Um dos principais gargalos da segurança pública no Rio Grande do Sul, os feminicídios são um tipo de crime difícil de ser combatido por ocorrer, em sua maioria, em ambientes privados e envolver pessoas próximas e com fácil acesso às vítimas — em geral o companheiro ou o ex.
Se houver bom senso, como já demonstrado na união entre direita e esquerda que levou à articulação da proposta, a Assembleia Legislativa aprovará, nesta terça-feira (26), a (re) criação da Secretaria da Mulher. A pasta foi extinta há 10 anos, na reforma administrativa empreendida pelo governo José Ivo Sartori.
Houve um movimento importante da deputada Bruna Rodrigues (PCdoB) diante dos dados estarrecedores de agressões a mulheres no Estado. Só no feriado da Páscoa, em abril, 10 foram mortas em quatro dias.

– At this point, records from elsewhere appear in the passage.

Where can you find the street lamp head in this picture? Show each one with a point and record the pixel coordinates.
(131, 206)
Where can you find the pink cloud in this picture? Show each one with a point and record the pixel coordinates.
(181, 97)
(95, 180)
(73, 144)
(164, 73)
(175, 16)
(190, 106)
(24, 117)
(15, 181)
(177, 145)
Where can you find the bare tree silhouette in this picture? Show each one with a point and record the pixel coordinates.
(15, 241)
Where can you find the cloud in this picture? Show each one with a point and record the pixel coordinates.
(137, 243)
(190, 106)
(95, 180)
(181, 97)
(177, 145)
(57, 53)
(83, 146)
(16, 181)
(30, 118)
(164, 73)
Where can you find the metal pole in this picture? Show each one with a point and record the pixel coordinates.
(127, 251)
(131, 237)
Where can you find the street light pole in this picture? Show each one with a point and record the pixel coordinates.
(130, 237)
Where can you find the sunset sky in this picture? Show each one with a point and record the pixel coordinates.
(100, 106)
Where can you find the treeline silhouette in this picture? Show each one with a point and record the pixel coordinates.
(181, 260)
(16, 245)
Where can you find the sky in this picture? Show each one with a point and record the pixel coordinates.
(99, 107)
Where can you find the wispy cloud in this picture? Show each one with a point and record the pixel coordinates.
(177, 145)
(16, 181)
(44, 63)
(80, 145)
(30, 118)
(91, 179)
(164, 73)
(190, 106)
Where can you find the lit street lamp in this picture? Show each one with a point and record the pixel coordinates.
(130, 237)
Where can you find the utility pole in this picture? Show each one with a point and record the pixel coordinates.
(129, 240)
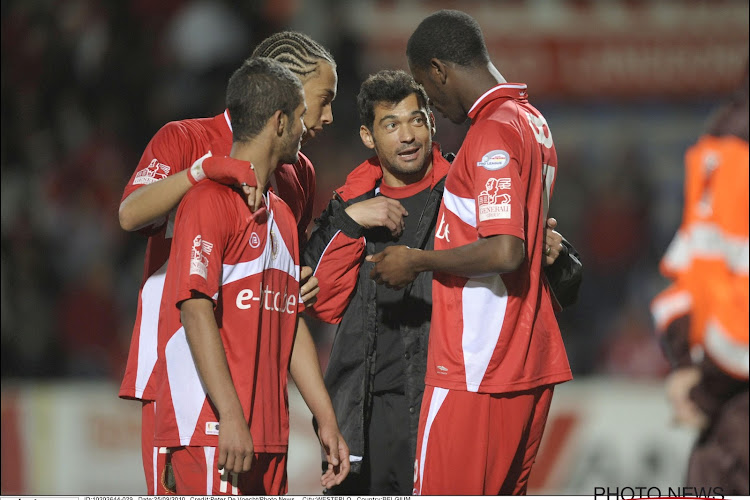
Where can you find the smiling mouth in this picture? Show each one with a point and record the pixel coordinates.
(409, 154)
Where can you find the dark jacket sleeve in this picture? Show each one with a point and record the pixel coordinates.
(565, 276)
(335, 251)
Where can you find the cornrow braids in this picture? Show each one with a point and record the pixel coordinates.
(295, 50)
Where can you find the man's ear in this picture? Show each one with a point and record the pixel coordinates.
(279, 120)
(366, 136)
(439, 69)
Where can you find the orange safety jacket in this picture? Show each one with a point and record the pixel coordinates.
(708, 258)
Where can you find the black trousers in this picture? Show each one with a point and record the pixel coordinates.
(387, 467)
(720, 456)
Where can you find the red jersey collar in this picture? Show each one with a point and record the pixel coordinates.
(503, 90)
(228, 120)
(365, 177)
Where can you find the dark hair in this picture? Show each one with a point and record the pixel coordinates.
(448, 35)
(259, 88)
(297, 51)
(386, 86)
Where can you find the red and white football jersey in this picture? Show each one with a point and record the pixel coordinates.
(174, 148)
(248, 263)
(497, 333)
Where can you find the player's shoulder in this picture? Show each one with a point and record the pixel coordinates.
(304, 162)
(210, 192)
(184, 129)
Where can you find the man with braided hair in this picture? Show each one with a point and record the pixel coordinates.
(180, 155)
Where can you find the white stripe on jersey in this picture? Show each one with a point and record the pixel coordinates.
(464, 208)
(284, 261)
(438, 396)
(149, 329)
(484, 301)
(209, 452)
(188, 393)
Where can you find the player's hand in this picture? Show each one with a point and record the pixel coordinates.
(337, 456)
(308, 286)
(553, 246)
(678, 386)
(235, 444)
(379, 212)
(393, 266)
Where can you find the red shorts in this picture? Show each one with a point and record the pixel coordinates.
(478, 444)
(196, 473)
(154, 458)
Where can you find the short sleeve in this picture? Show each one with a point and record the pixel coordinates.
(494, 158)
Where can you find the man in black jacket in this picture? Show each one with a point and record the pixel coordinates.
(377, 365)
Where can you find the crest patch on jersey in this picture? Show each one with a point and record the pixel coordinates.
(494, 205)
(254, 240)
(199, 260)
(494, 160)
(154, 172)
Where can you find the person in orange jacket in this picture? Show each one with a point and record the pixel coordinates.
(702, 317)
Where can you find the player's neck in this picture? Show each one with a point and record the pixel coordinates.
(479, 80)
(263, 160)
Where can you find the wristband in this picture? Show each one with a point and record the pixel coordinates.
(195, 172)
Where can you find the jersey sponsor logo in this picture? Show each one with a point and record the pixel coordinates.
(274, 245)
(540, 129)
(503, 183)
(154, 172)
(443, 232)
(494, 205)
(267, 299)
(199, 260)
(494, 160)
(254, 240)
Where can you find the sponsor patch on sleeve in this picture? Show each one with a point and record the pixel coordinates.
(494, 160)
(494, 205)
(199, 261)
(154, 172)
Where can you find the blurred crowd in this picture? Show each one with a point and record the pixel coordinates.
(86, 83)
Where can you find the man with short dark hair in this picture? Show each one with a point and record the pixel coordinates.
(181, 155)
(230, 306)
(377, 366)
(495, 350)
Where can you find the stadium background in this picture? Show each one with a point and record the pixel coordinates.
(626, 86)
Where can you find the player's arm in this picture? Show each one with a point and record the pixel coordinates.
(305, 370)
(149, 203)
(563, 267)
(397, 266)
(235, 442)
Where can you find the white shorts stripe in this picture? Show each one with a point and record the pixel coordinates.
(156, 472)
(209, 451)
(149, 327)
(438, 396)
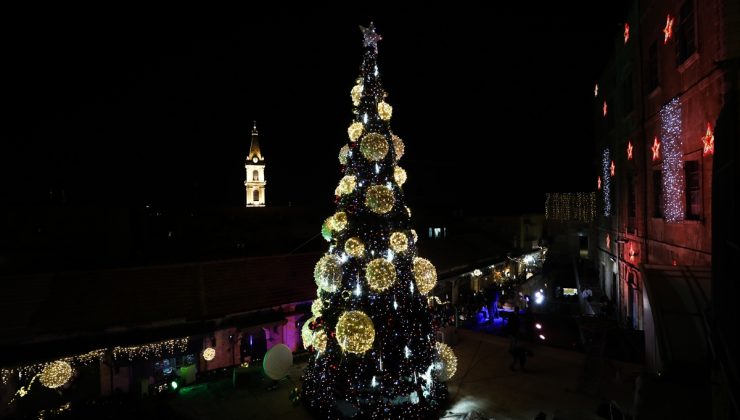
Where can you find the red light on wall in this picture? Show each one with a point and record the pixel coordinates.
(668, 30)
(626, 32)
(656, 149)
(708, 140)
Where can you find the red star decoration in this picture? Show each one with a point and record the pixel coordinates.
(708, 140)
(656, 149)
(626, 32)
(668, 30)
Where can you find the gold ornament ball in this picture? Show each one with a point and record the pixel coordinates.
(356, 94)
(448, 365)
(425, 275)
(399, 242)
(317, 306)
(209, 353)
(56, 374)
(399, 175)
(355, 130)
(385, 111)
(319, 340)
(379, 199)
(398, 145)
(307, 334)
(380, 274)
(354, 247)
(346, 185)
(374, 147)
(344, 154)
(355, 332)
(328, 272)
(339, 221)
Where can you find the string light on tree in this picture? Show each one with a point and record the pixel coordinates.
(328, 273)
(379, 199)
(356, 93)
(447, 362)
(668, 30)
(708, 141)
(56, 374)
(346, 185)
(673, 176)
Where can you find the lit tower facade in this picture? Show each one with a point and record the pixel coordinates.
(255, 166)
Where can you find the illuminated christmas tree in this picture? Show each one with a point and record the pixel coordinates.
(374, 353)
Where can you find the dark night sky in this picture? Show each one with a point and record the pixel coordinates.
(132, 107)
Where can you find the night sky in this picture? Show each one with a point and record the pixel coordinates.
(128, 107)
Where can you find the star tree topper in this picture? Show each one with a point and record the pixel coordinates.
(370, 37)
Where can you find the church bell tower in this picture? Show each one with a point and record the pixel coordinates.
(255, 166)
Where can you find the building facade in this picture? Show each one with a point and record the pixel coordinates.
(657, 105)
(254, 183)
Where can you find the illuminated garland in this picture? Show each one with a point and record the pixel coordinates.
(354, 247)
(606, 182)
(399, 242)
(355, 130)
(673, 177)
(399, 175)
(379, 199)
(346, 185)
(344, 154)
(398, 146)
(374, 147)
(579, 207)
(380, 274)
(150, 351)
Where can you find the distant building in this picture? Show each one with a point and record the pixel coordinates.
(255, 166)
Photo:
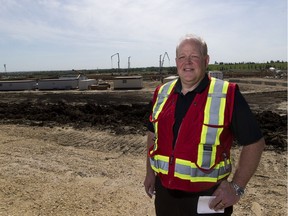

Na noite de domingo (24), uma mulher de 29 anos foi agredida na testa com uma faca em Caxias do Sul.
O governador Eduardo Leite aceitou a recomendação assinada pelos deputados e encaminhou um projeto para criação da secretaria. Se a lei for aprovada e sancionada, como se espera, o Piratini deve encaminhar à Assembleia, ainda no segundo semestre, uma proposta de orçamento para 2026 que inclua os custos da pasta, que já será criada este ano com 28 cargos em comissão.
Obviamente, essa é uma iniciativa fundamental. Mas, sozinha, uma só estrutura não será suficiente para enfrentar o desafio. São necessários recursos, estrutura e, principalmente, políticas públicas de acolhimento às vítimas e enfrentamento a esse crime bárbaro, que remete ao pior do ser humano.